# pretend honey



## the kid (Jul 9, 2006)

My daughter was given a few full honey bears ,,,, the wife was going to use some from one of the bears ,,,, and asked ? whats blended honey ?????
She looked farther on the lable and it said
"" Blend of PURE HONEY & SYRUP""

on the back in the 
Ingredients : High fructose syrup , Honey
that means over half is syrup 
Then we tasted it ,,,, NO HONEY TASTE ,,at all
the brand is
VIENZA ORCHARD 
PRODUCT OF,, INDIA 
distrbuted by CLS, LLC Minneapolis mn 55428

my daughter was so mad ,,,, even today she shes still steamed up about it ... 
 now she calls it pretend honey
she asked her kids if they wanted a pretend honey sandwich 
the kid


----------



## indypartridge (Oct 26, 2004)

At least she was "given" them and didn't have to pay any money for the junk.

Par for the course, though. Just like most "maple syrup" on the shelves is HFCS. It's always interesting when people taste real honey (or real maple syrup) and are surprised that is isn't just "sweet" but has FLAVOR!


----------



## ET1 SS (Oct 22, 2005)

Our government allows a percentage of 'honey' to be corn syrup.

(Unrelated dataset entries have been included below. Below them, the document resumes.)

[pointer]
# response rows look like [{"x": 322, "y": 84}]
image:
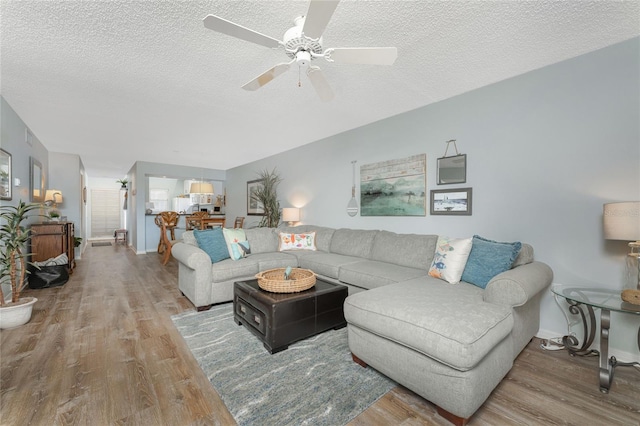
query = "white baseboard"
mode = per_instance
[{"x": 621, "y": 356}]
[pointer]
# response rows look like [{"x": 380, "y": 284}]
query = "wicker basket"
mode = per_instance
[{"x": 273, "y": 280}]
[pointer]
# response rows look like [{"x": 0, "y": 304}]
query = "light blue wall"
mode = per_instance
[
  {"x": 13, "y": 140},
  {"x": 65, "y": 171},
  {"x": 545, "y": 151}
]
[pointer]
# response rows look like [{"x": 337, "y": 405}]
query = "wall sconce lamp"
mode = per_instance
[
  {"x": 291, "y": 215},
  {"x": 53, "y": 197},
  {"x": 621, "y": 221}
]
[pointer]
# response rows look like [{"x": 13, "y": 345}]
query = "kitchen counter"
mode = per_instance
[{"x": 152, "y": 231}]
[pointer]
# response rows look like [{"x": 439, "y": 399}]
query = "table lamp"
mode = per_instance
[
  {"x": 622, "y": 222},
  {"x": 291, "y": 215}
]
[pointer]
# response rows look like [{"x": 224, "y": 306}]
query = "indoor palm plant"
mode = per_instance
[
  {"x": 13, "y": 264},
  {"x": 267, "y": 195}
]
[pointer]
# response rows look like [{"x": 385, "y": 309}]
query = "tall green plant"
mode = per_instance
[
  {"x": 13, "y": 241},
  {"x": 267, "y": 195}
]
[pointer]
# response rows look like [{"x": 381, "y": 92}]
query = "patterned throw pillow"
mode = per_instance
[
  {"x": 213, "y": 243},
  {"x": 234, "y": 237},
  {"x": 450, "y": 259},
  {"x": 488, "y": 258},
  {"x": 306, "y": 241}
]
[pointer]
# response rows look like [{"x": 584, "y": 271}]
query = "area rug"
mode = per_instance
[
  {"x": 101, "y": 244},
  {"x": 314, "y": 382}
]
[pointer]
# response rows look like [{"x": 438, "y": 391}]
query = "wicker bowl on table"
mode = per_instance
[{"x": 273, "y": 280}]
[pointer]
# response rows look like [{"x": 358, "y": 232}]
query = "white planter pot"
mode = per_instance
[{"x": 14, "y": 316}]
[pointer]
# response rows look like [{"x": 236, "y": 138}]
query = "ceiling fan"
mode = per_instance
[{"x": 303, "y": 44}]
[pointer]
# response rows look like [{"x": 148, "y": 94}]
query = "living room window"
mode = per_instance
[{"x": 105, "y": 212}]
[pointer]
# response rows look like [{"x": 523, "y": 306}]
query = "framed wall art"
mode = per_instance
[
  {"x": 451, "y": 201},
  {"x": 452, "y": 169},
  {"x": 5, "y": 175},
  {"x": 36, "y": 181},
  {"x": 394, "y": 187},
  {"x": 254, "y": 207}
]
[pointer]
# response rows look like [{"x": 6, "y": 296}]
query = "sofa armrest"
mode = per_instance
[
  {"x": 517, "y": 286},
  {"x": 191, "y": 256}
]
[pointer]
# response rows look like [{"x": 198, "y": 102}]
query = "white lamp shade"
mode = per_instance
[
  {"x": 290, "y": 214},
  {"x": 622, "y": 221},
  {"x": 54, "y": 196},
  {"x": 201, "y": 188}
]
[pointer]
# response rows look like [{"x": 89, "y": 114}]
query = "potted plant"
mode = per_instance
[
  {"x": 13, "y": 264},
  {"x": 267, "y": 195}
]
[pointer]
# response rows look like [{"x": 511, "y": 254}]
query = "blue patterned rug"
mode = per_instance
[{"x": 314, "y": 382}]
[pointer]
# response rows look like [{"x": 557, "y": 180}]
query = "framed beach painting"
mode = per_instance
[
  {"x": 394, "y": 187},
  {"x": 36, "y": 181},
  {"x": 451, "y": 201},
  {"x": 254, "y": 207}
]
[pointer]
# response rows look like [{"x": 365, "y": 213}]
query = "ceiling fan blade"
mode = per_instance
[
  {"x": 267, "y": 76},
  {"x": 363, "y": 55},
  {"x": 223, "y": 26},
  {"x": 320, "y": 84},
  {"x": 318, "y": 16}
]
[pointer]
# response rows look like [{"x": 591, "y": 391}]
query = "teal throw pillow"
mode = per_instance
[
  {"x": 487, "y": 259},
  {"x": 213, "y": 243}
]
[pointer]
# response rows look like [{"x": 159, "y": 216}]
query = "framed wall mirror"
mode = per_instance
[
  {"x": 5, "y": 175},
  {"x": 36, "y": 181},
  {"x": 452, "y": 169}
]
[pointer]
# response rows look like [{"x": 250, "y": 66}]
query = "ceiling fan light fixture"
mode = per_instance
[{"x": 303, "y": 58}]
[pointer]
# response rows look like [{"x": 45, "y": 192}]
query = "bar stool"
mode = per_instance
[
  {"x": 166, "y": 221},
  {"x": 239, "y": 222}
]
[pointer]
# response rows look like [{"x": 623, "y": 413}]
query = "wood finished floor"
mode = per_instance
[{"x": 102, "y": 350}]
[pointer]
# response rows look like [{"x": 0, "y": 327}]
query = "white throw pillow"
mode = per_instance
[
  {"x": 450, "y": 258},
  {"x": 306, "y": 241}
]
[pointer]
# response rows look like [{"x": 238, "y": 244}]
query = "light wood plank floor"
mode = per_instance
[{"x": 102, "y": 350}]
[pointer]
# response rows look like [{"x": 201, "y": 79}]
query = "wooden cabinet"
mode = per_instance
[{"x": 51, "y": 239}]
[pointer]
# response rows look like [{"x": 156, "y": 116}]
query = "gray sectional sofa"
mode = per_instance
[{"x": 450, "y": 343}]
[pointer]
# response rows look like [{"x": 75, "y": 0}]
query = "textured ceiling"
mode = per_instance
[{"x": 121, "y": 81}]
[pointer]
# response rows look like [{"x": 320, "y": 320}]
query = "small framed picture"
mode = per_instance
[
  {"x": 451, "y": 201},
  {"x": 254, "y": 207}
]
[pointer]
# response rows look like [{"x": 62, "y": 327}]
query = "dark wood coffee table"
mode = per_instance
[{"x": 279, "y": 319}]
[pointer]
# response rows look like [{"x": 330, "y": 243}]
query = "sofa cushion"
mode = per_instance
[
  {"x": 371, "y": 274},
  {"x": 213, "y": 243},
  {"x": 327, "y": 264},
  {"x": 323, "y": 235},
  {"x": 352, "y": 242},
  {"x": 262, "y": 240},
  {"x": 274, "y": 260},
  {"x": 189, "y": 238},
  {"x": 450, "y": 324},
  {"x": 412, "y": 250},
  {"x": 524, "y": 257},
  {"x": 450, "y": 258},
  {"x": 228, "y": 269},
  {"x": 487, "y": 259}
]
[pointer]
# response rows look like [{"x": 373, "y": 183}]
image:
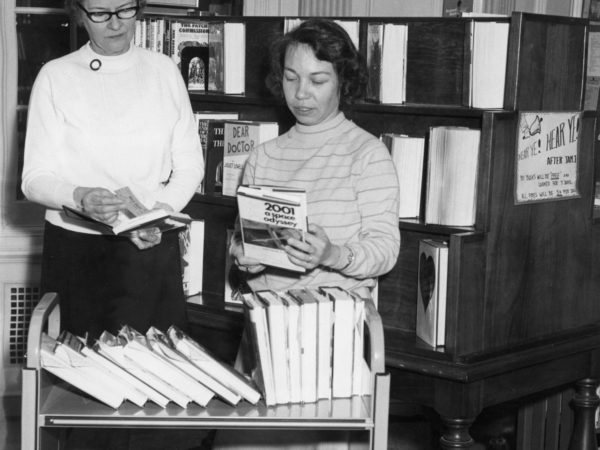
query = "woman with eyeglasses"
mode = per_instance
[{"x": 107, "y": 116}]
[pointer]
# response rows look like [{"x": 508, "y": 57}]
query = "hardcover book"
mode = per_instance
[
  {"x": 212, "y": 183},
  {"x": 113, "y": 348},
  {"x": 432, "y": 285},
  {"x": 268, "y": 217},
  {"x": 227, "y": 57},
  {"x": 277, "y": 318},
  {"x": 452, "y": 176},
  {"x": 62, "y": 367},
  {"x": 343, "y": 340},
  {"x": 155, "y": 218},
  {"x": 308, "y": 341},
  {"x": 185, "y": 34},
  {"x": 239, "y": 138},
  {"x": 255, "y": 348},
  {"x": 191, "y": 249},
  {"x": 209, "y": 364},
  {"x": 386, "y": 62},
  {"x": 408, "y": 155}
]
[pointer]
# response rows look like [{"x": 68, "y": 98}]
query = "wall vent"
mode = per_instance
[{"x": 19, "y": 304}]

Some imported 'honey' has been detected with levels of corn syrup so high that it violates US law.

If I recall correctly "100% pure honey" can still have 30% corn syrup in it.


----------



## madness (Dec 6, 2006)

ET1 SS said:


> If I recall correctly "100% pure honey" can still have 30% corn syrup in it.


Seriously?!? What a drag! You can't even trust labels anymore. I thought that was the point of the ingredient list...


----------



## Ernie (Jul 22, 2007)

Buy local straight from the producer, if there's any way at all you can get it. And honey ships pretty easily, so I'd be surprised if you can't get it.

If I get sloppy "producing" my honey, then the most you're going to get in there is some wax or a bee wing or leg ... not some chemical or corn syrup.


----------



## the kid (Jul 9, 2006)

If she had payed for honey and got that crap ,,, that manager would have got tore up ,,,, and she would have her money back in her hand ,,, this girl likes ripping them a new -------
the kid


----------